UC Davis Spanish lecturer Francisco Alarcón will be featured in Latino Writers & Journalists, published by Facts on File. Winner of numerous national awards for his seasonal poems, Alarcón writes bilingual poems about the Hispanic American experience for children. His children's books include "Jitomatoes Risueñas" ("Laughing Tomatoes") and "From the Bellybutton of the Moon." A teacher of college Spanish composition, Alarcón also wrote a best-selling high-school textbook on Spanish for Spanish speakers.

The Center for Great Plains Studies has chosen "Buffalo Bill's America" by UC Davis historian Louis S. Warren as the winner of the 2005 Great Plains Distinguished Book Prize. Warren, the W. Turrentine Jackson Professor of Western U.S. History, will receive a cash prize of $1,000 and be invited to travel to the University of Nebraska-Lincoln this fall to present a lecture on his book. The Great Plains Distinguished Book Prize was created to emphasize the interdisciplinary importance of the Great Plains in today's publishing and educational market.

Pamela Houston, an English professor and director of the Creative Writing Program at UC Davis, has been honored as this year's Evil Companions Literary Award honoree. The award, presented by the Colorado Review in collaboration with the Oxford Hotel and the Tattered Cover Book Store, pays homage to a group of Denver writers who met in the 1950s and 1960s to drink and discuss writing, and dubbed themselves the Evil Companions.

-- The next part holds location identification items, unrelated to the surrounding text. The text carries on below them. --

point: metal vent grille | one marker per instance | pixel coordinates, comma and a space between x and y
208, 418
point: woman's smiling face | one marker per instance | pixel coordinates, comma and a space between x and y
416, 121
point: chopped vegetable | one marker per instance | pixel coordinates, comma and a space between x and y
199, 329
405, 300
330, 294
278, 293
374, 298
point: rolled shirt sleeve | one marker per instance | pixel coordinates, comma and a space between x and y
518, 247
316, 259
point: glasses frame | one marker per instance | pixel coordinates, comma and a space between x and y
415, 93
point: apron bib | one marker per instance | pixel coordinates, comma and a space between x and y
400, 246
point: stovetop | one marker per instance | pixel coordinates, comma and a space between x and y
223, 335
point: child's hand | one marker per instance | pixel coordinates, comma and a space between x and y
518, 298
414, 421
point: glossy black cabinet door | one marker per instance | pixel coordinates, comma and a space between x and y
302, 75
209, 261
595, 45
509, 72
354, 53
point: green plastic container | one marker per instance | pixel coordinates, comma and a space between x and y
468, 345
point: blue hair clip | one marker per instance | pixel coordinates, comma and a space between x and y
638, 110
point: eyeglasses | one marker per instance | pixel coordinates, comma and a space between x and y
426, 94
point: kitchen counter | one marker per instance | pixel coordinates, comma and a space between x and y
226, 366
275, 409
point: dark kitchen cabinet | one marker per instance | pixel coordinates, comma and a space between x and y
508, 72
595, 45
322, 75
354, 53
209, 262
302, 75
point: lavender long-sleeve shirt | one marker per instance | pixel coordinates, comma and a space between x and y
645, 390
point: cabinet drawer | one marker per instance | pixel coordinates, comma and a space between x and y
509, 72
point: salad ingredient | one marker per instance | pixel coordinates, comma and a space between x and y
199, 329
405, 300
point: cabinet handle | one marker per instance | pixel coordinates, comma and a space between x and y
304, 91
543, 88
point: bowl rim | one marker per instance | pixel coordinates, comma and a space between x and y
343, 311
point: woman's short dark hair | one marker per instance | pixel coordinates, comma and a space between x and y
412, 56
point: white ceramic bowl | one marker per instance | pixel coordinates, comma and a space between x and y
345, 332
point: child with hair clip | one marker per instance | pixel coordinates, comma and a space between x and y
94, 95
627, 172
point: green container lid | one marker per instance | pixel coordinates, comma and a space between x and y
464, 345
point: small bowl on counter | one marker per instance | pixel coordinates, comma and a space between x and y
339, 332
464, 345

Caroline Kieu Linh Valverde, assistant professor of Asian-American Studies at UC Davis, is the co-curator of a new exhibition on the Vietnamese garment called the ao dai, at the San Jose Museum of Quilts & Textiles. Ao Dai: A Modern Design Coming of Age is believed to be the first exhibition of its kind in North America. The garment is the cultural symbol of Vietnam, worn by women and men as a fitted tunic-style gown over long, loose-fitting pants. Valverde and UC Davis textiles and clothing professor Susan Kaiser are also delivering workshops at the San Jose museum related to the exhibition.

Kevin Johnson, associate dean for academic affairs at the UC Davis School of Law and professor of law and Chicana/o studies, was recently elected to the board of directors of the Mexican American Legal Defense and Education Fund. The organization works to protect the civil rights of Latinos and empower their participation in society through litigation, advocacy and educational outreach.

Terri Malmgren, head of the UC Davis Medical Center Library, is the 2006 recipient of the Northern California and Nevada Medical Library Group Award for Professional Excellence.

The Division of Lipid Oxidation and Quality of the American Oil Chemists Society has initiated an award to recognize the research achievements of Edwin Frankel, an adjunct professor in the UC Davis Department of Food Science and Technology. The Frankel Award will be presented annually for the best research paper concerning lipid oxidation published in one of the society's journals.